Step 2: Create a separate table for each entity.
- `Customers` Table: `CustomerID` (PK), `CustomerName`, `CustomerPhone`
- `Products` Table: `ProductID` (PK), `ItemName`, `Price`
- `Sales` Table: `SaleID` (PK), `CustomerID` (FK), `ProductID` (FK), `Quantity`
Step 3: Establish relationships using foreign keys.
The `Sales` table uses `CustomerID` to point to the `Customers` table and `ProductID` to point to the `Products` table. Now, Tom's information is stored only once. If he changes his phone number, you only need to update it in one place! This is how we organise data sensibly and establish relationships.
Keeping Data Clean and Trustworthy: Data Integrity
Data integrity is all about making sure the data in your database is accurate, consistent, and reliable. Think of these as the strict "rules" the database must follow.
Entity Integrity (The 'No Nameless Citizen' Rule)
This rule is very simple: the primary key of a table cannot be NULL (empty). This ensures that every record has a unique identity and can be found. It's like saying every citizen in a country must have an ID number.
Referential Integrity (The 'No Ghost Reference' Rule)
This is a rule for foreign keys. It states that a foreign key must either:
- Match an existing primary key value in the table it's pointing to.
- Be NULL (if allowed).
Example: You cannot add a record to the `Book_Loans` table with a `StudentID` of 'S1234' if there is no student with that ID in the `Students` table. This prevents "orphan" records that point to nothing, ensuring all links are valid.
Domain Integrity (The 'Right Box' Rule)
This rule ensures that all values in a column are of the correct data type and are taken from a set of allowed values, known as the domain.
- A domain is the set of all possible legal values for an attribute.
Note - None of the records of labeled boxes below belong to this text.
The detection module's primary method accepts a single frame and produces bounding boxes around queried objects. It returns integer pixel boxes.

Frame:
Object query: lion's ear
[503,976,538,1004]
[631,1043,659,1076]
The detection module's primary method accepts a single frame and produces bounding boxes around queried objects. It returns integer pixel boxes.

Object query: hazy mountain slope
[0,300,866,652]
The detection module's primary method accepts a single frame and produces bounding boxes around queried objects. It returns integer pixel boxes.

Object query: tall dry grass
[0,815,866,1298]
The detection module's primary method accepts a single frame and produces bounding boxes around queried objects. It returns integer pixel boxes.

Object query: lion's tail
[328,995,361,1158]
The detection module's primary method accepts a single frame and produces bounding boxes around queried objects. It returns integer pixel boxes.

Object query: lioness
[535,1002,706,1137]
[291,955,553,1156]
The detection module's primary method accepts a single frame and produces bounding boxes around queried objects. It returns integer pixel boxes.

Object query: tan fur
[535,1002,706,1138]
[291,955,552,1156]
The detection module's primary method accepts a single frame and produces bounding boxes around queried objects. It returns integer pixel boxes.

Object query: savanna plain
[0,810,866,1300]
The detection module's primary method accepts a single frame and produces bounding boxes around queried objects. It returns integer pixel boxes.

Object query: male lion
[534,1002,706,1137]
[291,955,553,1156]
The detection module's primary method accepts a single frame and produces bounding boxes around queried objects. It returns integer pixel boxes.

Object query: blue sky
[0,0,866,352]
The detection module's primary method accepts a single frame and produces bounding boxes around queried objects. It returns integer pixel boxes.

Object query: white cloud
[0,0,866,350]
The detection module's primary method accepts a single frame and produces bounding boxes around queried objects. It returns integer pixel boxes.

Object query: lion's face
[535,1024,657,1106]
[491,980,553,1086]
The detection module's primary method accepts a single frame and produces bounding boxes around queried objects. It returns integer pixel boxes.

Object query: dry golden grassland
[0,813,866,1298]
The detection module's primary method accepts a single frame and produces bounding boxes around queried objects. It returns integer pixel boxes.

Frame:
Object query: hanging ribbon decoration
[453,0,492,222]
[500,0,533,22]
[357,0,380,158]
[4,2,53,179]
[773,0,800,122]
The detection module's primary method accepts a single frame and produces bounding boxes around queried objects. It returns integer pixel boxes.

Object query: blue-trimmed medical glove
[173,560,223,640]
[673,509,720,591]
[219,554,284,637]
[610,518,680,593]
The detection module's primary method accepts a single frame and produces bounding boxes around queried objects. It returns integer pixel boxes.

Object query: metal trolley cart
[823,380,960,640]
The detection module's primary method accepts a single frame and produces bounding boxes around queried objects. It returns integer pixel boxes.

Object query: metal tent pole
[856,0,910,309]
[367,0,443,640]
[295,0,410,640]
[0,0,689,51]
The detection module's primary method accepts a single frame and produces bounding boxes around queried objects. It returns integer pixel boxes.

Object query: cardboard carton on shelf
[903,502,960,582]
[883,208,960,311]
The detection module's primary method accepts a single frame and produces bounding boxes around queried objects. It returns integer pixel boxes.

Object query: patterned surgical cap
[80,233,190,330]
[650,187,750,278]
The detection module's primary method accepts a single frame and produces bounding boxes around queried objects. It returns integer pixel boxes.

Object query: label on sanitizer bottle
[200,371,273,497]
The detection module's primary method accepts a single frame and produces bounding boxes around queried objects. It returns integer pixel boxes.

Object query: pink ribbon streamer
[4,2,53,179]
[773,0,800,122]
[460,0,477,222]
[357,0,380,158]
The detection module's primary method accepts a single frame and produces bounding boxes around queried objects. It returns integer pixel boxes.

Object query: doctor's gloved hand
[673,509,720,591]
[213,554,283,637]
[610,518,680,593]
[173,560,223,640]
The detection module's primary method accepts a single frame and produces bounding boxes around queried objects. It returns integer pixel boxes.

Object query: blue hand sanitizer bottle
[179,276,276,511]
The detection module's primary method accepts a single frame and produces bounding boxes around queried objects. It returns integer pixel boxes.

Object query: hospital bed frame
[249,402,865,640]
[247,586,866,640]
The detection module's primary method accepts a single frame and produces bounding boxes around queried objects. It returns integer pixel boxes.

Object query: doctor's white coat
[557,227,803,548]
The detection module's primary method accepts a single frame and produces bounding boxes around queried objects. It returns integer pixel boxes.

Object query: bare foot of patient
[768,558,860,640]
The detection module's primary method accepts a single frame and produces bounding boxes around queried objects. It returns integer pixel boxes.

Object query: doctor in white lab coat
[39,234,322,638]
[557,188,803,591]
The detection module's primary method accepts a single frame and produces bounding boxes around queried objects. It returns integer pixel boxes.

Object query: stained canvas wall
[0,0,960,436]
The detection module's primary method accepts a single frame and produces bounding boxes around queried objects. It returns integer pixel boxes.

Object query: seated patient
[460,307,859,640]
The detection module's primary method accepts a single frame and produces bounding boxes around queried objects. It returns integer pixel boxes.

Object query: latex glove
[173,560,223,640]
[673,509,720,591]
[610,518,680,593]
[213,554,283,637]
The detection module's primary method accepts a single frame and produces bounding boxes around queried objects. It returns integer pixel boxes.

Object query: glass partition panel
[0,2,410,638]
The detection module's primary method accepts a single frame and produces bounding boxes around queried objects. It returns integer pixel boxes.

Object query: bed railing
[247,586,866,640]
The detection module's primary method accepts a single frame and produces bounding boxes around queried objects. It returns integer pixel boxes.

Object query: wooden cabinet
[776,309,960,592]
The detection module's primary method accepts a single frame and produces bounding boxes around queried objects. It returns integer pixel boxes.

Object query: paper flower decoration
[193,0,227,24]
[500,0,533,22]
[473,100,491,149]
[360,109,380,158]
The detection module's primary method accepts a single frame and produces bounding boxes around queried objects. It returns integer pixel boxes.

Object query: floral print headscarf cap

- Example: The domain for a 'Gender' attribute could be the set {'M', 'F'}. Domain integrity would prevent someone from entering 'Cat' into this field.
- Example: A 'Score' attribute might have a domain of integers from 0 to 100. You couldn't enter 101 or "Hello".
Key Takeaway
Integrity rules are the police of the database! Entity Integrity protects the Primary Key, Referential Integrity protects the Foreign Key relationships, and Domain Integrity protects the data in the columns.
Making Things Fast: The Index
Imagine trying to find a specific word in a 1,000-page book with no index. You'd have to read every page! An index in a database works the same way as the index at the back of a textbook.
- It's a special lookup table that the database search engine can use to speed up data retrieval.
- Instead of searching through every row in the table (a "full table scan"), the database can use the index to find the location of the data directly.
- Indexes are usually created on columns that are frequently used in searches, like names, IDs, or dates.
Did you know? Databases automatically create an index on the primary key, because it's the most common way to look up a record!
Oops! The Undo Button: Rollback
What happens if you're in the middle of a critical process and the power goes out? Think about a bank transfer: money is taken from your account, but before it's put into your friend's account, the system crashes. You wouldn't want your money to just disappear!
This is where transactions and rollbacks come in. A transaction is a sequence of database operations that must be completed as a single, all-or-nothing unit.
Purpose of a Rollback
A rollback is a command that undoes all the changes made by a transaction that was not successfully completed. Its main purposes are:
- To Undo Changes: If any part of a transaction fails (or if the user cancels it), a rollback is issued to return the database to the state it was in before the transaction started.
- To Ensure Data Consistency: It prevents the database from being left in an incomplete or inconsistent state. In our bank example, the rollback would put the money back into your account, as if the transfer never happened.
- To Maintain Integrity: It protects the integrity of the data by ensuring that only complete, successful operations are permanently saved.
Key Takeaway
A rollback is the ultimate "undo" button for a database transaction. It's a safety net that ensures your data stays consistent and correct, even when things go wrong.